Vor 200 Jahren: Patriarch wird hingerichtet

Pforte zugeschweißt und geschlossen

Vor 200 Jahren, am 22. April 1821, wurde in Istanbul der Ökumenische Patriarch Gregor V. an der Hauptpforte seines Amtsitzes, dem Phanar, wegen Hochverrats gehängt. Die Pforte ist seither zugeschweißt und dauerhaft geschlossen.

Bartholomaios I. mit einem Mikrofon in der Hand / © Sascha Baumann (KNA)
Bartholomaios I. mit einem Mikrofon in der Hand / © Sascha Baumann ( KNA )

Die osmanischen Behörden warfen dem Patriarchen zu Unrecht vor, mit dem Aufstand der Griechen in Verbindung zu stehen. Die Erhebung der griechischen Nationalbewegung hatte die Führung in Istanbul unter Sultan Mahmud II. überrascht; auch konnte sie die Vorgänge aus der Entfernung nicht analysieren. Deshalb entlud sich das große Misstrauen der muslimischen Eliten gegenüber "den Griechen" unmittelbar am Patriarchen, der am Ostertag quasi öffentlich hingerichtet wurde.

Gregors Nachfolger Eugenios II. (1821-1822), ein Bulgare, versuchte, den Leichnam des Patriarchen vor der Schändung durch den Pöbel zu bewahren. Dabei wurde Eugenios selbst so schwer verletzt, dass er sich nie mehr davon erholte.

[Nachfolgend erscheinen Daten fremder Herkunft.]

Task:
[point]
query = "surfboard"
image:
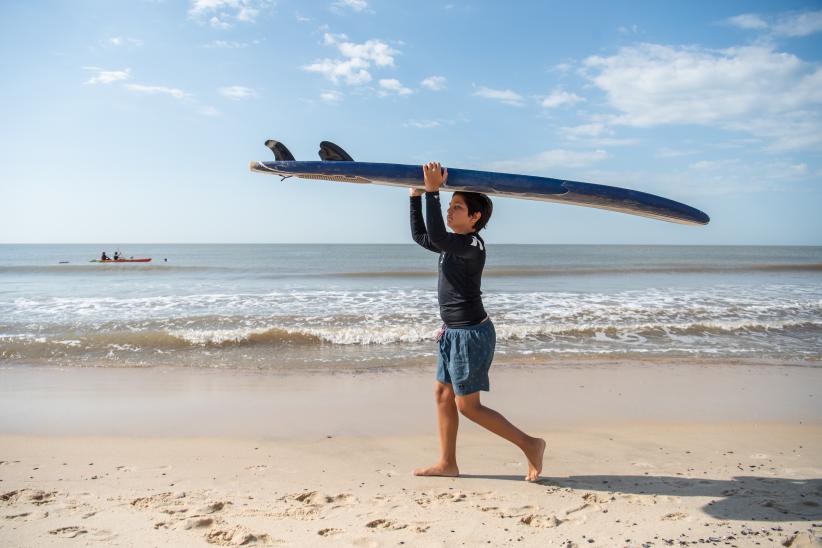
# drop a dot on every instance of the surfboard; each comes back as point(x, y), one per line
point(337, 165)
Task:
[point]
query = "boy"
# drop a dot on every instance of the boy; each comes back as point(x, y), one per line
point(466, 343)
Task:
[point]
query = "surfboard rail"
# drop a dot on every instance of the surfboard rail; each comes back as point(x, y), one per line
point(529, 187)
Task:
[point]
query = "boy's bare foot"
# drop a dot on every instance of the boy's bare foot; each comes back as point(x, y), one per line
point(447, 470)
point(535, 454)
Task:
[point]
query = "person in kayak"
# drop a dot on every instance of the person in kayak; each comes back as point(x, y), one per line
point(468, 338)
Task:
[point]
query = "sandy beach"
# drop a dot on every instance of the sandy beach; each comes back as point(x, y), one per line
point(638, 455)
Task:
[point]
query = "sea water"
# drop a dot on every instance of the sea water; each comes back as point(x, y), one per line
point(309, 307)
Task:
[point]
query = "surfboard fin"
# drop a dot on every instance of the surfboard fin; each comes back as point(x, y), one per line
point(329, 152)
point(281, 153)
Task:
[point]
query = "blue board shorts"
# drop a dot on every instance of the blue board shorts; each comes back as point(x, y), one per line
point(465, 357)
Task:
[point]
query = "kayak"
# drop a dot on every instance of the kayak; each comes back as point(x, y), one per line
point(121, 261)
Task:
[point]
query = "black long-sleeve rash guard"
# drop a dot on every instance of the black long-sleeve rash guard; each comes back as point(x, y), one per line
point(462, 258)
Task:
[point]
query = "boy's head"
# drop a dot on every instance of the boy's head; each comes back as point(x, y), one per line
point(475, 203)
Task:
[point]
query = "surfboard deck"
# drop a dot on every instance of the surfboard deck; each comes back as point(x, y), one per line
point(509, 185)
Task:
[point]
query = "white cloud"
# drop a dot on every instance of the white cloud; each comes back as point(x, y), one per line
point(353, 67)
point(331, 96)
point(769, 94)
point(208, 110)
point(118, 41)
point(434, 83)
point(594, 129)
point(505, 96)
point(227, 44)
point(223, 13)
point(158, 90)
point(550, 159)
point(238, 92)
point(217, 23)
point(666, 152)
point(392, 85)
point(107, 76)
point(748, 21)
point(559, 98)
point(594, 134)
point(423, 124)
point(356, 5)
point(787, 24)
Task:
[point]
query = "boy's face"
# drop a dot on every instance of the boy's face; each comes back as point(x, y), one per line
point(458, 219)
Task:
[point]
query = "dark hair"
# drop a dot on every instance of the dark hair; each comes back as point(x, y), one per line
point(475, 202)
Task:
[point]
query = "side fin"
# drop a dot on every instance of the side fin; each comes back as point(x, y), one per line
point(281, 153)
point(329, 152)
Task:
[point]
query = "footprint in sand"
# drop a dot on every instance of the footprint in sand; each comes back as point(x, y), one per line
point(452, 497)
point(160, 499)
point(257, 467)
point(542, 522)
point(198, 523)
point(32, 496)
point(238, 536)
point(385, 524)
point(388, 473)
point(68, 532)
point(213, 507)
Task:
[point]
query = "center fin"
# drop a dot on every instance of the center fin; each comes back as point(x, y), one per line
point(329, 152)
point(281, 153)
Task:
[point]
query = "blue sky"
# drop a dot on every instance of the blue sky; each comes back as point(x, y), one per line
point(135, 121)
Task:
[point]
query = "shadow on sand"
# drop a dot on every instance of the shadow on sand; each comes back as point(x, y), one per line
point(746, 498)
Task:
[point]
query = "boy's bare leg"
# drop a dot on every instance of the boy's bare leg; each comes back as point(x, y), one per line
point(448, 419)
point(534, 448)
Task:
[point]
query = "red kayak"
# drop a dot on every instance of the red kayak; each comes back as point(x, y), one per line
point(121, 261)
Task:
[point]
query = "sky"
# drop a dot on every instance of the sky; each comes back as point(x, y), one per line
point(135, 121)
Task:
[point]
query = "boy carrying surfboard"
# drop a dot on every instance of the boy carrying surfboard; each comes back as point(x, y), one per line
point(467, 339)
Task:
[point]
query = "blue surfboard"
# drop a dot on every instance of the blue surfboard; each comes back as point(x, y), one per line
point(336, 165)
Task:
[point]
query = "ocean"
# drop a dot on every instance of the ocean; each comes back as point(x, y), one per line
point(328, 307)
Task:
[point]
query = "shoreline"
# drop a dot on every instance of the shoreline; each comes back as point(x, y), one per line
point(638, 455)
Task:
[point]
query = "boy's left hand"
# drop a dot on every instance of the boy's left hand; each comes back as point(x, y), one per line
point(434, 176)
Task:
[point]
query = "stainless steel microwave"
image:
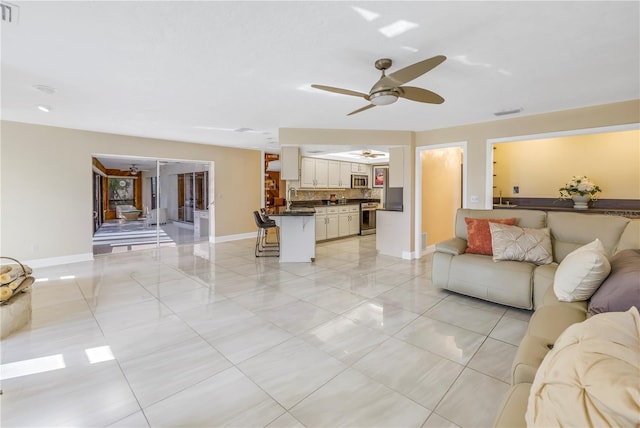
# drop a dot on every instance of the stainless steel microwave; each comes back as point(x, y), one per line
point(359, 181)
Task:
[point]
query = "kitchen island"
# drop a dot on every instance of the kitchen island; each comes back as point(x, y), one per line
point(297, 234)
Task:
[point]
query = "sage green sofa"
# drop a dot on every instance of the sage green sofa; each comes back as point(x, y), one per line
point(523, 284)
point(528, 286)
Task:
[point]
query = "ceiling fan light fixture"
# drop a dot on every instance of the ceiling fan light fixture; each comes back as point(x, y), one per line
point(383, 98)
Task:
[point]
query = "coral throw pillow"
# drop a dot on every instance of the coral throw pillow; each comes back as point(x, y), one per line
point(479, 235)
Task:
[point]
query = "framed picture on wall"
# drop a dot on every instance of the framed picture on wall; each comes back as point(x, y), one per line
point(380, 176)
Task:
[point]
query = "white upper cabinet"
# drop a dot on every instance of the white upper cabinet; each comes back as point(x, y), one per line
point(345, 175)
point(289, 163)
point(322, 173)
point(329, 174)
point(334, 174)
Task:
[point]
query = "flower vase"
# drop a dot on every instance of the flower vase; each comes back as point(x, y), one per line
point(581, 202)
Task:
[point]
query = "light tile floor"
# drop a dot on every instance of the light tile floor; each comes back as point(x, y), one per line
point(207, 335)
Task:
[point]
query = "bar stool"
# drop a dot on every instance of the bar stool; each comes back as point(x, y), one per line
point(263, 248)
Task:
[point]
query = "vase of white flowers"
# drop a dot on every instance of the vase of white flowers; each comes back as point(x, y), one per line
point(581, 190)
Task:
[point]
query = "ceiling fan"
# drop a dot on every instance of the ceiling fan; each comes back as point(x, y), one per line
point(389, 88)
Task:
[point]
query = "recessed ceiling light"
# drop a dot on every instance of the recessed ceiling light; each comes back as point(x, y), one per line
point(397, 28)
point(508, 111)
point(45, 89)
point(367, 15)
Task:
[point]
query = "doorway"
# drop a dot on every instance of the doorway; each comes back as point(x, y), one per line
point(159, 212)
point(440, 191)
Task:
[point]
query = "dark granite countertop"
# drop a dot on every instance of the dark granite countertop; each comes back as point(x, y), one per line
point(294, 211)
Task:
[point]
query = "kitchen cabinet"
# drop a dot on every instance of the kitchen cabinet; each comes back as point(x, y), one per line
point(396, 167)
point(314, 173)
point(348, 220)
point(289, 163)
point(345, 175)
point(334, 174)
point(327, 223)
point(339, 175)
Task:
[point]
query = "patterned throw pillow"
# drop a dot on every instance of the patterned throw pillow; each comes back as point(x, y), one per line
point(521, 244)
point(479, 235)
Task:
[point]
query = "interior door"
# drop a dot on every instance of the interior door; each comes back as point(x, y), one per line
point(98, 211)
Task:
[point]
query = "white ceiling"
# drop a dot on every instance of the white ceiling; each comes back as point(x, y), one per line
point(197, 71)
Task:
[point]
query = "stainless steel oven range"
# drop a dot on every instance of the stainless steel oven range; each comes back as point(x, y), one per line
point(368, 217)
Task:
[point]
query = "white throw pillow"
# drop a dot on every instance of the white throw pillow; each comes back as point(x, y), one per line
point(580, 273)
point(521, 244)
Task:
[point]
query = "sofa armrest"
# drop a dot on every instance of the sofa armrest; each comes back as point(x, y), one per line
point(453, 246)
point(513, 408)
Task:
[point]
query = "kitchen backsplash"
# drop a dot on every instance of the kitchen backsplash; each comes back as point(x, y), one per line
point(314, 195)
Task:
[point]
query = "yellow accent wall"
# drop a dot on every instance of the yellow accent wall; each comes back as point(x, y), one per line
point(541, 167)
point(441, 192)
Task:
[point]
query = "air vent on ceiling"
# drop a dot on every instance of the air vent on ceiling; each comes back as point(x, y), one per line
point(9, 12)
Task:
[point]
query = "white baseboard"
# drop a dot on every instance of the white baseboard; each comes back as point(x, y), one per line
point(63, 260)
point(237, 237)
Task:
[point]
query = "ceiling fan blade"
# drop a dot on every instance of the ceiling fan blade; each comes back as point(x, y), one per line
point(421, 95)
point(342, 91)
point(362, 109)
point(409, 73)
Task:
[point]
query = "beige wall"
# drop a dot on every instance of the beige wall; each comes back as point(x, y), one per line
point(541, 167)
point(441, 192)
point(477, 135)
point(46, 186)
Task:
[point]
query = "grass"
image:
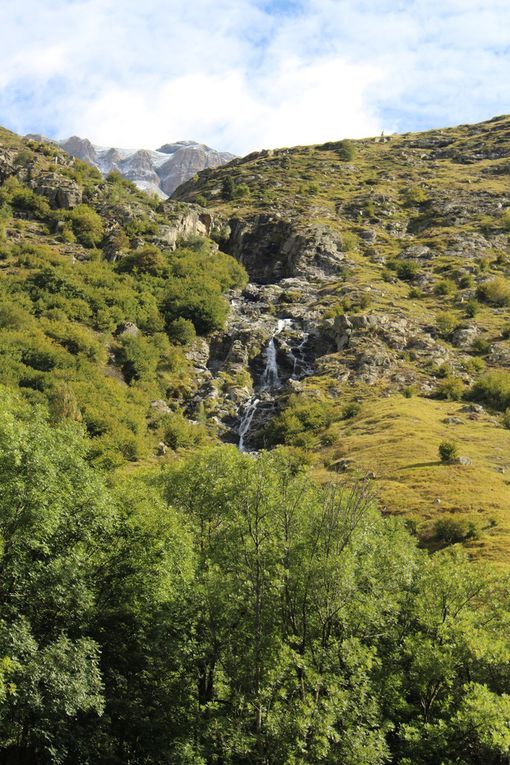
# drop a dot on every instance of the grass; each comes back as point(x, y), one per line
point(398, 439)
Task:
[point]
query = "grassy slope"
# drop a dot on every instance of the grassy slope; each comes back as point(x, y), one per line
point(395, 437)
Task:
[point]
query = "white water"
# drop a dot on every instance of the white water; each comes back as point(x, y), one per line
point(300, 365)
point(269, 381)
point(244, 426)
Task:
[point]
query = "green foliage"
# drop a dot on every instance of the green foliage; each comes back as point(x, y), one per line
point(407, 270)
point(181, 331)
point(448, 451)
point(446, 323)
point(300, 422)
point(87, 225)
point(471, 308)
point(415, 195)
point(146, 260)
point(229, 609)
point(505, 220)
point(451, 389)
point(178, 432)
point(493, 389)
point(346, 150)
point(449, 531)
point(495, 291)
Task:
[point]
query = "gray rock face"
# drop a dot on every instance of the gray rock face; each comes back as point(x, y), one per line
point(272, 249)
point(62, 193)
point(159, 172)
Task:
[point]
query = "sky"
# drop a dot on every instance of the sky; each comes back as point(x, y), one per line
point(242, 75)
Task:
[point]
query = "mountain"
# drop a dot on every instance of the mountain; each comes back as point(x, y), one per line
point(374, 326)
point(159, 172)
point(380, 294)
point(255, 447)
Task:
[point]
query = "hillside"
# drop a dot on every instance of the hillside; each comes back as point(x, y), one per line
point(100, 286)
point(220, 424)
point(375, 326)
point(389, 258)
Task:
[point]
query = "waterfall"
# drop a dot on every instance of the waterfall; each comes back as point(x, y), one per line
point(270, 380)
point(300, 365)
point(244, 426)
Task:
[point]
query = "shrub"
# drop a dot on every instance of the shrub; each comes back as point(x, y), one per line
point(198, 300)
point(466, 281)
point(481, 346)
point(346, 151)
point(445, 287)
point(242, 191)
point(179, 433)
point(351, 410)
point(300, 421)
point(446, 323)
point(451, 389)
point(87, 225)
point(493, 389)
point(447, 451)
point(495, 291)
point(471, 308)
point(181, 331)
point(228, 188)
point(415, 195)
point(407, 270)
point(146, 260)
point(451, 531)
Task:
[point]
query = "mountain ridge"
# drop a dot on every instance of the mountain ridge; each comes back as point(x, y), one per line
point(159, 171)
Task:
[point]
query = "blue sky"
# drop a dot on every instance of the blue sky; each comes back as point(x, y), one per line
point(247, 74)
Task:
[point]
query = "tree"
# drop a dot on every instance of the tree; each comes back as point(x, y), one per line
point(447, 451)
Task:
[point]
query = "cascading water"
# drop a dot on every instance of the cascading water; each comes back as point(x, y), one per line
point(269, 381)
point(300, 365)
point(244, 426)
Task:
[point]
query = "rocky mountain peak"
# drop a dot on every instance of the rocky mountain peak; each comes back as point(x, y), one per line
point(160, 171)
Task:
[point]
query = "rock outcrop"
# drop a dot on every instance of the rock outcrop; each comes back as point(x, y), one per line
point(159, 172)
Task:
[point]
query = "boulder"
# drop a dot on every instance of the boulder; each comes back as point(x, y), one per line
point(62, 193)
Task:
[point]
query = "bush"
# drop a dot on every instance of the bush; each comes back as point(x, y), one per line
point(481, 346)
point(351, 410)
point(415, 195)
point(146, 260)
point(228, 188)
point(495, 291)
point(87, 225)
point(493, 389)
point(300, 421)
point(407, 270)
point(445, 287)
point(181, 331)
point(199, 300)
point(346, 151)
point(179, 433)
point(451, 531)
point(451, 389)
point(446, 323)
point(447, 451)
point(471, 308)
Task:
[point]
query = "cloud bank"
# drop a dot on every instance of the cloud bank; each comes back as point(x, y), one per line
point(246, 74)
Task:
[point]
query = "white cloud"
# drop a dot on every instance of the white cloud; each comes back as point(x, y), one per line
point(239, 74)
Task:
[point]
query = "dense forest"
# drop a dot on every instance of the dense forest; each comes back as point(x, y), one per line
point(228, 609)
point(170, 599)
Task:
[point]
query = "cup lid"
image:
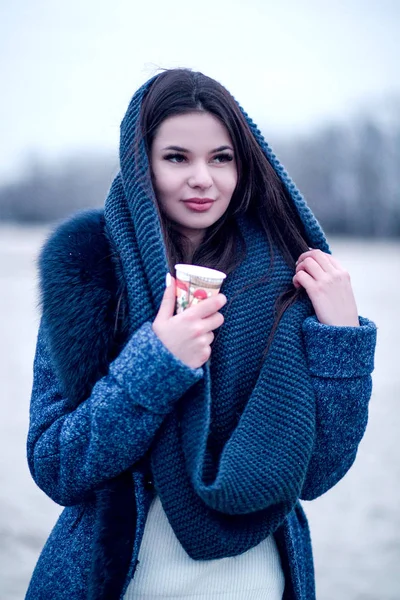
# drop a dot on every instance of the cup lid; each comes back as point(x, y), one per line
point(198, 271)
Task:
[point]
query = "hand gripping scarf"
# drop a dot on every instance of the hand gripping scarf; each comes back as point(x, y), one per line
point(229, 462)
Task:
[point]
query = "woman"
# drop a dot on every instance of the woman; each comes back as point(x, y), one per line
point(181, 457)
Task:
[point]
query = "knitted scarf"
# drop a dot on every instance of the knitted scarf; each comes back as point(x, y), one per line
point(229, 462)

Gregors Leichnam wurde durch die Straßen der Stadt geschleift und schließlich in den Bosporus geworfen. Christlichen Seeleuten gelang es, die Leiche zu bergen. Sie brachten sie zur Bestattung nach Odessa. 1871 wurden die Gebeine in die Kathedrale von Athen überführt.

Aus dem Phanar wurden bei einem anschließenden Pogrom die meisten Amtsträger vertrieben; sie verloren ihr Vermögen, manche sogar das Leben. Das Vertrauen zwischen osmanischer Regierung und orthodoxen Untertanen war nachhaltig zerstört.

Proteste nach Ermordung von Gegorius

Die Ermordung von Gregorios V. wurde in der gesamten orthodoxen Welt, vor allem in Russland, mit Empörung zur Kenntnis genommen. Auch darüber hinaus gab es überall in Europa Proteste. Die politische Bewegung zur Befreiung Griechenlands ("Philhellenismus") wurde dadurch gestärkt - wie es der Patriarch noch kurz vor seinem Tod selbst vorausgesagt hatte.

Die noch intakte byzantinische Kultur erhielt im Zuge des griechischen Aufstands einen entscheidenden Schlag - denn die religiösen Gemeinschaften wurden dadurch quasi "ethnisiert".
"Griechisch-orthodox" bedeutete bald nicht mehr christlich mit "griechischem", also ostkirchlichen Ritus, sondern "orthodoxe Christen griechischer Volkszugehörigkeit". Über die entstehende griechisch-nationalistische Dominanz entstanden innerkirchlich ethnische Spannungen. So entzogen sich schließlich in den 1860er bis 80er Jahren die Bulgaren mit einer kirchlichen Selbstverwaltung ("Autokephalie") der Kontrolle des Ökumenischen Patriarchats von Konstantinopel.

Gedenken an Jahrestag

Der amtierende Patriarch Bartholomaios I. beging den Jahrestag bereits am Wochenende rund um den 10. April. Er entzündete vor dem verschlossenen Tor des Phanar eine Kerze, legte Blumen nieder und kniete zum Gebet nieder. In einer Botschaft an die Gläubigen hob er das Glaubens- und Lebenszeugnis des 1921 heiliggesprochenen Patriarchen hervor.

Zu diesem Anlass wurde auch eine orthodoxe Ikone vorgestellt, auf der ein Muslim als Heiliger abgebildet ist. An der Seite von Gregor V. zeigt sie Halil Efendi, der damals als oberste islamische Rechtsinstanz im Osmanischen Reich seine Zustimmung zur Tötung des Patriarchen und der gesamten orthodoxen Bevölkerung Istanbuls als Vergeltung für die Erhebung der Griechen verweigerte.

Seit 1819 war der Tscherkesse Halil Efendi osmanischer "Schaich al-Islam" (oberster Richter, Mufti), ohne dessen Billigung kein Todesurteil und schon gar keine Massenhinrichtungen vollstreckt werden durften. Mit seiner Weigerung konnte er am Bosporus ein noch größeres Christenmassaker verhindern. Er selbst wurde wegen seines Einspruchs auf Befehl des Sultans abgesetzt und auf die Ägäis-Insel Lemnos verbannt. Vor der Exilierung verblutete er jedoch infolge von Folter.